On est plus fort lorsque l’on négocie ensemble plutôt que seul. Si l’on a été capable de mettre en place une agence européenne du médicament, en toute logique devrait suivre une agence européenne des prix. Certes, des aménagements devraient être trouvés selon les niveaux de vie. Une autre initiative, à l’échelle européenne avec la participation des États et de fondations pourrait consister en la mise en place d’un petit nombre de structures à but non lucratif afin de produire des lots de thérapie génique, voire des médicaments au moins pour des maladies très rares. Un investissement initial public avec l’aide de fondations privées pourrait le permettre. Si besoin, cette capacité de production pourrait servir de moyen de pression sur l’industrie pour l’obtention de prix raisonnables. Certaines initiatives hospitalières s’inscrivent dans cette perspective en Israël, aux Pays-Bas, par exemple pour la production des cellules CAR-T pour le traitement de cancer à prix coûtants.

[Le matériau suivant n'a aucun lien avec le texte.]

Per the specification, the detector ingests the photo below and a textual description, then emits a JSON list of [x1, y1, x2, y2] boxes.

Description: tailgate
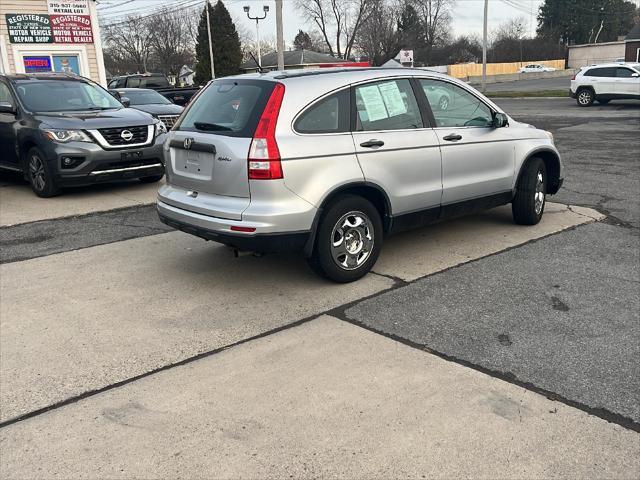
[[167, 131, 251, 198]]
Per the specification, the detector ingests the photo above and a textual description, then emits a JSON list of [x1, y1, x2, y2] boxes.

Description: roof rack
[[273, 66, 445, 80]]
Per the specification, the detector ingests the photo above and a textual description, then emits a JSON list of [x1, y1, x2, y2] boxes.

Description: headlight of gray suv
[[43, 129, 93, 143], [154, 120, 167, 137]]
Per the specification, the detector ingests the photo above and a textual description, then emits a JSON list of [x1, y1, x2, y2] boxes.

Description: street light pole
[[244, 5, 269, 68], [482, 0, 488, 92], [205, 0, 215, 79]]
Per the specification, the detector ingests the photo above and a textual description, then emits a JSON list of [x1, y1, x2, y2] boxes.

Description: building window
[[21, 54, 81, 75]]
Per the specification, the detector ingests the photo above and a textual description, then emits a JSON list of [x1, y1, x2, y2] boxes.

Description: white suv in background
[[570, 63, 640, 106]]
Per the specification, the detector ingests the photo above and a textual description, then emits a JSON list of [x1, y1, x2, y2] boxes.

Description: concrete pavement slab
[[0, 232, 392, 422], [0, 179, 161, 227], [346, 221, 640, 425], [373, 202, 603, 281], [1, 316, 637, 479]]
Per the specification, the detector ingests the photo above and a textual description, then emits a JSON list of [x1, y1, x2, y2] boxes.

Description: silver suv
[[157, 69, 563, 282]]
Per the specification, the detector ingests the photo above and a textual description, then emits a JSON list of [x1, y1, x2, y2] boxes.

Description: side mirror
[[0, 102, 16, 114], [632, 73, 639, 78], [120, 96, 131, 108], [493, 112, 509, 128]]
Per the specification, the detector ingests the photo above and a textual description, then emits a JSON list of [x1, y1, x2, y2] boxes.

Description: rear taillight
[[248, 83, 285, 180], [571, 74, 576, 80]]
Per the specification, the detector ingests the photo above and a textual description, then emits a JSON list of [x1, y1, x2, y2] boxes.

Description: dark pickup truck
[[107, 73, 200, 106]]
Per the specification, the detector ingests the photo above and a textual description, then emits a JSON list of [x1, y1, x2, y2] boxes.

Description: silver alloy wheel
[[534, 171, 545, 215], [439, 96, 449, 110], [29, 154, 46, 192], [578, 91, 592, 105], [330, 210, 374, 271]]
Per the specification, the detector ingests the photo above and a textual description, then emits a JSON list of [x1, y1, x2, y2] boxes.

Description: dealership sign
[[6, 14, 53, 44], [47, 0, 90, 16], [50, 14, 93, 43], [6, 11, 94, 44]]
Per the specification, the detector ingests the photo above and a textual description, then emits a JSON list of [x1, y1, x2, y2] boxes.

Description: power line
[[100, 0, 202, 27]]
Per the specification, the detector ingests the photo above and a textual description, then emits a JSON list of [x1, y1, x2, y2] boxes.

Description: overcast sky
[[97, 0, 625, 48]]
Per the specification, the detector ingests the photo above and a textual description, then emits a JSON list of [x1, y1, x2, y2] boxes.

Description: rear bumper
[[157, 200, 310, 253]]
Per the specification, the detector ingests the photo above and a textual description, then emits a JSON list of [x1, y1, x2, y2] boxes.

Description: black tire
[[25, 147, 61, 198], [139, 173, 164, 183], [576, 88, 594, 107], [512, 157, 547, 225], [597, 99, 610, 105], [307, 195, 383, 283]]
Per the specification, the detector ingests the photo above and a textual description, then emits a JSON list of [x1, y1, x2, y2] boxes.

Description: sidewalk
[[2, 316, 637, 479]]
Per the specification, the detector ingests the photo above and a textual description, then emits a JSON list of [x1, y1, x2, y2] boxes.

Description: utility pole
[[244, 5, 270, 68], [205, 0, 215, 79], [482, 0, 488, 92], [275, 0, 284, 70]]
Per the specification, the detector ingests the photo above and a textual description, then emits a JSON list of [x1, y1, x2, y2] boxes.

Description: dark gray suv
[[0, 73, 167, 197]]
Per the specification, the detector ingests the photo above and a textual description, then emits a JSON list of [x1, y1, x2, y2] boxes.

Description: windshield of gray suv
[[121, 89, 171, 105], [14, 79, 122, 113]]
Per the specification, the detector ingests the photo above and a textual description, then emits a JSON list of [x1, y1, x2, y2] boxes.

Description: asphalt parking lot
[[0, 97, 638, 478]]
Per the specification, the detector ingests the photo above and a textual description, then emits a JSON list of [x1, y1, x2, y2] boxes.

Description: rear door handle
[[360, 139, 384, 148], [443, 134, 462, 142]]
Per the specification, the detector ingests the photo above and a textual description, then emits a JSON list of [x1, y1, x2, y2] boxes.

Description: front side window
[[294, 89, 350, 134], [14, 79, 122, 112], [616, 68, 635, 78], [354, 79, 423, 131], [419, 79, 493, 128]]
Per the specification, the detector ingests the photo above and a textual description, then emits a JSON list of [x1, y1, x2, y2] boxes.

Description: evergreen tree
[[537, 0, 636, 45], [293, 30, 314, 50], [194, 0, 242, 84]]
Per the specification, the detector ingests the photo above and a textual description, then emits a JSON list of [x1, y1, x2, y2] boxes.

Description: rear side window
[[175, 79, 274, 137], [126, 77, 140, 87], [294, 89, 350, 134], [140, 76, 168, 88], [354, 79, 423, 131], [585, 68, 615, 77], [0, 82, 14, 106]]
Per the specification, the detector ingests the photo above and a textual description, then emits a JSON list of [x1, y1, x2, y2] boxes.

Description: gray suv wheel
[[308, 195, 383, 282]]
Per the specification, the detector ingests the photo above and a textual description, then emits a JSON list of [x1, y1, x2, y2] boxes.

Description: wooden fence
[[447, 59, 566, 78]]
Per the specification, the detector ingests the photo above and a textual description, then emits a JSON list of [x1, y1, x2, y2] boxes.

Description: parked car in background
[[518, 64, 557, 73], [570, 62, 640, 106], [157, 68, 563, 282], [110, 88, 184, 129], [107, 73, 199, 106], [0, 73, 166, 197]]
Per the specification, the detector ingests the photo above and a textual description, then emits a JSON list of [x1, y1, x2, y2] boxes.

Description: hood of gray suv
[[36, 107, 155, 130]]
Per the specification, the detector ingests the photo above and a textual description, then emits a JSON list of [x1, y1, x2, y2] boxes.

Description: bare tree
[[355, 0, 400, 65], [103, 15, 153, 73], [241, 36, 277, 62], [296, 0, 374, 59], [409, 0, 453, 63], [147, 7, 195, 75]]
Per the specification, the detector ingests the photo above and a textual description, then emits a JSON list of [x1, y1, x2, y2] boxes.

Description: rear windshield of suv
[[175, 79, 274, 137]]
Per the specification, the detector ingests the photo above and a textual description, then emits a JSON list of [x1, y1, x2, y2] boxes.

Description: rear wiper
[[194, 121, 232, 131]]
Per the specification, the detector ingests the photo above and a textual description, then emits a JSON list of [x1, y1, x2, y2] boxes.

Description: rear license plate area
[[174, 150, 213, 178]]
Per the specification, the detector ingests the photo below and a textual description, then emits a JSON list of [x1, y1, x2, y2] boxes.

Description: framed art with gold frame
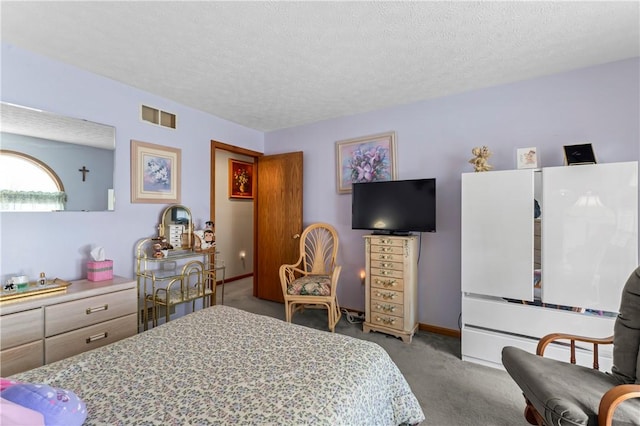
[[335, 131, 397, 194], [229, 159, 254, 199], [130, 140, 181, 203]]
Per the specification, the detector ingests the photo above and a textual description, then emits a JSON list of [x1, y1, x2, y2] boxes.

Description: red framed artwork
[[229, 159, 254, 199]]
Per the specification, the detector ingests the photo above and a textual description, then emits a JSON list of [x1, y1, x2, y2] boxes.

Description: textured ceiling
[[1, 1, 639, 132]]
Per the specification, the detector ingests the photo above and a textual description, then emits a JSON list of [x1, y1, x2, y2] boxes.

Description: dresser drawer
[[370, 267, 404, 279], [371, 300, 404, 317], [370, 244, 405, 256], [45, 313, 136, 364], [370, 313, 404, 331], [371, 288, 403, 304], [369, 237, 404, 247], [370, 259, 404, 271], [371, 276, 405, 292], [0, 308, 43, 349], [0, 340, 43, 376], [45, 288, 137, 336]]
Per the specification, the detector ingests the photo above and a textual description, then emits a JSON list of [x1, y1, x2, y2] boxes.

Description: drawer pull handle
[[380, 262, 393, 268], [375, 316, 396, 325], [86, 332, 108, 343], [375, 303, 397, 313], [375, 291, 396, 300], [380, 270, 391, 276], [381, 248, 391, 252], [86, 304, 108, 314], [374, 279, 397, 287]]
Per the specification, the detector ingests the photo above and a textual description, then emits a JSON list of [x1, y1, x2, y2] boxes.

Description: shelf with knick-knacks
[[136, 204, 216, 332]]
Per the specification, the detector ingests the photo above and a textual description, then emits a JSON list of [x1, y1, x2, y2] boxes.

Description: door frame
[[210, 140, 263, 293]]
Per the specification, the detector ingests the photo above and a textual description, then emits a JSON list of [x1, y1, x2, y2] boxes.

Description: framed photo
[[516, 147, 538, 169], [564, 143, 596, 165], [335, 131, 397, 194], [130, 140, 181, 203], [229, 159, 254, 199]]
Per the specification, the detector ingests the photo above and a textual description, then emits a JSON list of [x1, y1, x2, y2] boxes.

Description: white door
[[461, 169, 535, 300], [542, 162, 638, 312]]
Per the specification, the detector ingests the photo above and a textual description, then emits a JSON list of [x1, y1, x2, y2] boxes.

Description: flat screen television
[[352, 178, 436, 234]]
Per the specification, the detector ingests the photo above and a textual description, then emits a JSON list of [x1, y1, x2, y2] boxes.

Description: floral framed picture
[[516, 147, 538, 169], [229, 159, 254, 199], [335, 131, 397, 194], [130, 140, 181, 203]]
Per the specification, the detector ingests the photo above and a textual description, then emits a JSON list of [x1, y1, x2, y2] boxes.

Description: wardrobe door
[[462, 169, 535, 300], [542, 162, 638, 312]]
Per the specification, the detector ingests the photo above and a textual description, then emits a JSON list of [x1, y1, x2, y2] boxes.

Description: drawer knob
[[86, 332, 108, 343], [86, 304, 108, 314], [382, 280, 397, 288]]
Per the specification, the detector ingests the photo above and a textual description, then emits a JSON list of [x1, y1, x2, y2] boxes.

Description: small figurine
[[201, 221, 215, 250], [469, 146, 493, 172]]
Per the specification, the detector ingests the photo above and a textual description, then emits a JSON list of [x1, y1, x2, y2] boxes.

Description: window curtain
[[0, 190, 67, 211]]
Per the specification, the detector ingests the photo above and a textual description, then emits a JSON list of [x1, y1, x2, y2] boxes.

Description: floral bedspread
[[12, 305, 425, 425]]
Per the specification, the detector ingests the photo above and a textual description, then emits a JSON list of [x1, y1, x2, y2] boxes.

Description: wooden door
[[254, 151, 303, 302]]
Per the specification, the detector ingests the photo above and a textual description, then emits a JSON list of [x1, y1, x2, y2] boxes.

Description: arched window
[[0, 150, 67, 211]]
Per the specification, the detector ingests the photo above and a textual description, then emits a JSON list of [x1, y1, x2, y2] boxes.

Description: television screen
[[352, 178, 436, 234]]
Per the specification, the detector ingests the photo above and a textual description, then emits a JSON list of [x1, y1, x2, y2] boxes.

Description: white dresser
[[0, 276, 137, 376], [461, 162, 638, 370], [363, 235, 419, 343]]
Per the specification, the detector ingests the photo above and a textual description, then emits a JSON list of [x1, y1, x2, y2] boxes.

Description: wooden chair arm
[[537, 333, 614, 369], [330, 265, 342, 292], [598, 384, 640, 426]]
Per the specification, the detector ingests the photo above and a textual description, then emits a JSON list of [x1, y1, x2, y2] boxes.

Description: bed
[[9, 305, 425, 425]]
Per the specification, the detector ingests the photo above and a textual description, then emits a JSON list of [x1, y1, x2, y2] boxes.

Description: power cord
[[341, 308, 365, 324]]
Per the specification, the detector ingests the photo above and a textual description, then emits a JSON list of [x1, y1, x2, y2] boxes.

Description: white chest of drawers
[[363, 235, 419, 343], [0, 276, 137, 376]]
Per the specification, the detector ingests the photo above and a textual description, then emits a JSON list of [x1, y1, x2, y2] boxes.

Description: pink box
[[87, 260, 113, 282]]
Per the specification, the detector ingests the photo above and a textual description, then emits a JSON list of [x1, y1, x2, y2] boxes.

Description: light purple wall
[[2, 42, 637, 332], [0, 43, 263, 283], [264, 58, 640, 331]]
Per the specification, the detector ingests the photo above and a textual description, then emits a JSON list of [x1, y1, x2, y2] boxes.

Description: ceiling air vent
[[141, 105, 176, 129]]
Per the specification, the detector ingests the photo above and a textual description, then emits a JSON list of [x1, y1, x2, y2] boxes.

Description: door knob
[[293, 234, 300, 239]]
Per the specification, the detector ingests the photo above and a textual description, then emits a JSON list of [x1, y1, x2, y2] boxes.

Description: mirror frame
[[159, 204, 193, 250]]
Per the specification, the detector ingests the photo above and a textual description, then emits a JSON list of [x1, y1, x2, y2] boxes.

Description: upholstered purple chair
[[502, 267, 640, 426]]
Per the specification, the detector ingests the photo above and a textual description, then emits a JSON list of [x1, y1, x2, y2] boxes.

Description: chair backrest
[[299, 223, 338, 275], [611, 266, 640, 384]]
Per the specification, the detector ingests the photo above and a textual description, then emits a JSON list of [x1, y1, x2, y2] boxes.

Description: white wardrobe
[[461, 161, 638, 370]]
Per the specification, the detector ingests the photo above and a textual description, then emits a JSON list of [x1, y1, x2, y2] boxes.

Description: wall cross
[[79, 166, 90, 181]]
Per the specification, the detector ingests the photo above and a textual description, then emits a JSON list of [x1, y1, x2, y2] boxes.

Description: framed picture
[[229, 159, 254, 199], [564, 143, 597, 165], [335, 131, 397, 194], [130, 140, 181, 203], [516, 147, 538, 169]]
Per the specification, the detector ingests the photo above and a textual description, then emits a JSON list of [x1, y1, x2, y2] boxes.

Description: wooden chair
[[502, 267, 640, 426], [279, 223, 342, 332]]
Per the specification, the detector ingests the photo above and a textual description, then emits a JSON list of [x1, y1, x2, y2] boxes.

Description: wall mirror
[[159, 204, 193, 250], [0, 102, 116, 212]]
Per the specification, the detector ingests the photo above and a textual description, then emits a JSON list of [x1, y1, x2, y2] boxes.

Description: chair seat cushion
[[287, 275, 331, 296], [502, 346, 640, 426]]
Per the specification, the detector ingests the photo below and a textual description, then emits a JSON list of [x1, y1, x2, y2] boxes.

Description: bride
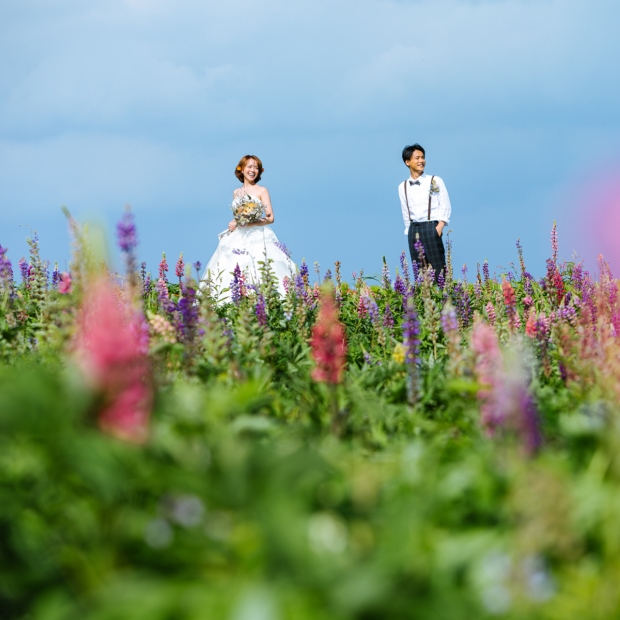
[[200, 155, 296, 300]]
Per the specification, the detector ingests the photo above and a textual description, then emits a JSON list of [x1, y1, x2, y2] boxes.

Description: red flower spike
[[310, 292, 347, 384]]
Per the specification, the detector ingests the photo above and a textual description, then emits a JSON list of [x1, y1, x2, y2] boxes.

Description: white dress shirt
[[398, 173, 451, 235]]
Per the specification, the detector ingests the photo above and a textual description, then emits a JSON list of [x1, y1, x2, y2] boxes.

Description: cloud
[[2, 0, 619, 142]]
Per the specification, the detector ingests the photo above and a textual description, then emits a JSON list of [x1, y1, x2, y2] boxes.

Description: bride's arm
[[228, 189, 238, 232], [247, 188, 274, 227]]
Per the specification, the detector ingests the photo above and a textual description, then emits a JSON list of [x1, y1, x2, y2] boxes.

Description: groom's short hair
[[402, 144, 425, 163]]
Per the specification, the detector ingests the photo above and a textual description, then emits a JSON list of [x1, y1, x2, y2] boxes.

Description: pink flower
[[175, 252, 185, 280], [502, 278, 521, 331], [525, 310, 537, 338], [471, 321, 503, 434], [311, 292, 347, 384], [58, 272, 72, 294], [74, 277, 151, 443], [159, 253, 169, 281], [485, 302, 496, 326], [471, 320, 542, 454]]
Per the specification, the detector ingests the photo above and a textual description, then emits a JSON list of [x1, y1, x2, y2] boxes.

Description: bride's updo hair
[[235, 155, 264, 183]]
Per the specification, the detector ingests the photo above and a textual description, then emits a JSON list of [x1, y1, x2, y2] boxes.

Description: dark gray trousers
[[408, 220, 446, 281]]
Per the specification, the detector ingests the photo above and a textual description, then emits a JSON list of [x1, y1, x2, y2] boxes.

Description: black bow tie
[[409, 180, 420, 186]]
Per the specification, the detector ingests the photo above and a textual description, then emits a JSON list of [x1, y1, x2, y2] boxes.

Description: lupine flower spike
[[74, 276, 151, 443], [310, 291, 347, 385]]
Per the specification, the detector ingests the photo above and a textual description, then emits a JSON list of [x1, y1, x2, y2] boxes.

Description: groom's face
[[406, 150, 426, 175]]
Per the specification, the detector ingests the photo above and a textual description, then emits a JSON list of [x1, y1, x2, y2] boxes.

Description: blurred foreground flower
[[74, 276, 152, 443], [471, 320, 542, 454], [58, 273, 72, 295], [311, 290, 347, 384]]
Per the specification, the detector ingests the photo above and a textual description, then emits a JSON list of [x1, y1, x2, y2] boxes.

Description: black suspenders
[[404, 175, 435, 221]]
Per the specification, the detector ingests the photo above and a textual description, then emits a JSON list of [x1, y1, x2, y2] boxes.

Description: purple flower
[[143, 273, 152, 297], [381, 259, 392, 290], [177, 281, 199, 342], [0, 245, 14, 287], [116, 208, 138, 254], [230, 264, 245, 304], [300, 260, 309, 283], [232, 248, 248, 255], [255, 293, 267, 326], [441, 302, 458, 334], [453, 283, 473, 328], [51, 265, 60, 289], [383, 302, 394, 328], [323, 269, 333, 283], [403, 297, 421, 405], [399, 251, 411, 288], [437, 270, 445, 290], [294, 272, 305, 296], [461, 263, 468, 284], [558, 305, 577, 327], [192, 261, 202, 280], [483, 260, 490, 285], [412, 258, 419, 283], [366, 294, 380, 326], [394, 273, 407, 298], [414, 237, 425, 265], [274, 241, 292, 259], [18, 257, 29, 285]]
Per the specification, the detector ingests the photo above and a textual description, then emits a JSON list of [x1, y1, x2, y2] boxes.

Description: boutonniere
[[430, 178, 440, 195]]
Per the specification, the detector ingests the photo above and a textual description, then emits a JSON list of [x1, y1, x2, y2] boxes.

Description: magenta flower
[[175, 252, 185, 281], [159, 253, 169, 281]]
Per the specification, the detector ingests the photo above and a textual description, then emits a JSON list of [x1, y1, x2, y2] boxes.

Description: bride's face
[[242, 159, 259, 183]]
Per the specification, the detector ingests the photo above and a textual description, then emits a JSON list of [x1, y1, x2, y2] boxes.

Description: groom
[[398, 143, 451, 281]]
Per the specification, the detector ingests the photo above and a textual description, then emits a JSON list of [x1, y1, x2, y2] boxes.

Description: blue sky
[[2, 0, 620, 282]]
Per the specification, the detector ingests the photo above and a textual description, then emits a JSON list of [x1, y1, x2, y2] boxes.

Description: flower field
[[2, 211, 620, 619]]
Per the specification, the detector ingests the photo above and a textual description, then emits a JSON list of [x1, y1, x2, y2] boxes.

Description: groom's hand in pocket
[[436, 221, 445, 237]]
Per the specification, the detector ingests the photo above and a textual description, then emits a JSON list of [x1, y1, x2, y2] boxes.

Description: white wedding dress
[[200, 194, 296, 301]]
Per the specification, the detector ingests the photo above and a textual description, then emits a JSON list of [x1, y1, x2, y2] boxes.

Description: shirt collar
[[408, 173, 426, 184]]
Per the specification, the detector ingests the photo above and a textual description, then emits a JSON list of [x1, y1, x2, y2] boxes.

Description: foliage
[[2, 218, 620, 618]]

Comment regardez-vous l’action du CEPS ?
Il fait ce qu’il peut. Pour autant, il me semble que le CEPS n’a pris la mesure de ce qui est en train de survenir devant nos yeux avec l’arrivée en nombre de médicaments d’intérêt majeurs mais proposés à des prix très élevés. Même si des rabais seront obtenus, on voit mal comment les dépenses de médicaments ne pourraient pas augmenter de façon très substantielle si rien ne change. Il existe un certain degré de prise de conscience de cette situation mais pas encore de mesures prises.
Comment alors avancer ?
Comme évoqué plus haut, une négociation commune des états européens les mettrait en meilleure position face à l’industrie, même si cela n’est pas simple à mettre en place serait d’étendre la négociation à l’échelle européenne. Autre proposition, mettre en œuvre la proposition de l’OMS adoptée en mai 2019, mais de façon non contraignante, sur la transparence des prix des médicaments. Enfin – et c’est sûrement le point le plus ambitieux – il serait intéressant de réfléchir à l’acquisition par des filiales d’entreprises qui développent des médicaments innovants du statut de benefit corporation qui implique d’ajouter aux missions économiques de l’entreprise (le profit des actionnaires et des investisseurs) une mission d’intérêt générale qui les conduisent à proposer ces médicaments à un prix raisonnable qui permettent de garantir l’accès de tous à l’innovation médicale.
* Professeur d'immunologie pédiatrique, chercheur.